Although the average age of onset for the disease is 18 for men and 25 for women; some children could get schizophrenia over the age of five, but it is very uncommon before adolescence. Early symptoms and behaviors of schizophrenia in children are gradual shyness, clinging to parents, and delayed speech and motor skills, usually before hallucinations and delusions set in, around the age of seven or later.
Children with schizophrenia are commonly confused with children with autism, which affects 1 in 500 children. The difference is children with autism are usually diagnosed with the disease by age three, while children with schizophrenia do not show signs of schizophrenia until about age seven or later, but before the age of 12; and have a history of hallucinations and delusions for about six months. It is harder to treat schizophrenia in children than in adults, however newer medications seem to help.
Symptoms of schizophrenia takeover the life of the child and are not seen only in one environment such as at school. If children show any interest in friendships, even if they do not keep them, they probably do not have schizophrenia.

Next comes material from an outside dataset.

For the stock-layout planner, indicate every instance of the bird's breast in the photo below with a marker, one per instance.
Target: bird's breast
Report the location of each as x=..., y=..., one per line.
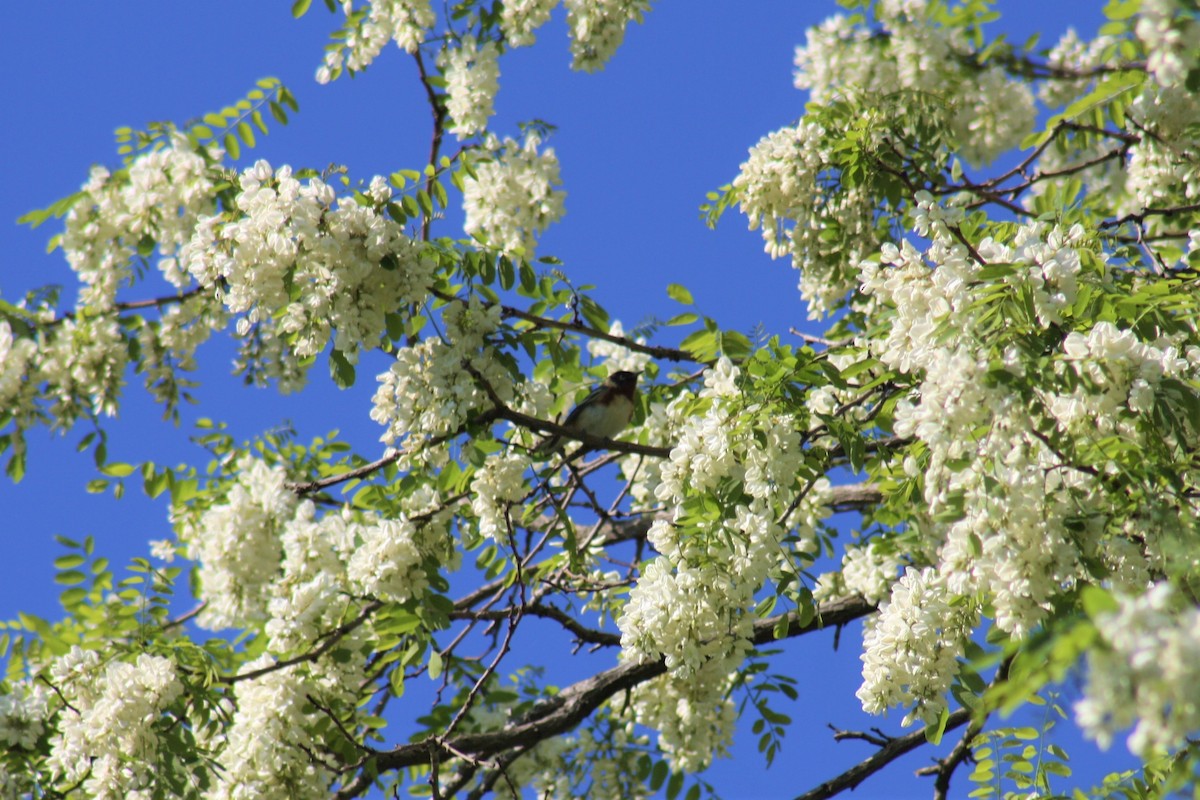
x=606, y=420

The American Academy of Child & Adolescent Psychiatry write Facts for Families and there is an article, "Schizophrenia in Children," that explains the symptoms and behaviors of children with schizophrenia which may slightly differ from adults with the illness. They are as follows:
- seeing things and hearing voices which are not real (hallucinations),
- odd and eccentric behavior, and/or speech,
- unusual or bizarre thoughts and ideas,
- confusing television and dreams from reality,
- confused thinking,
- extreme moodiness,
- ideas that people are out to get them or talking about them, (paranoia)
- severe anxiety and fearfulness,
- difficulty relating to peers, and keeping friends.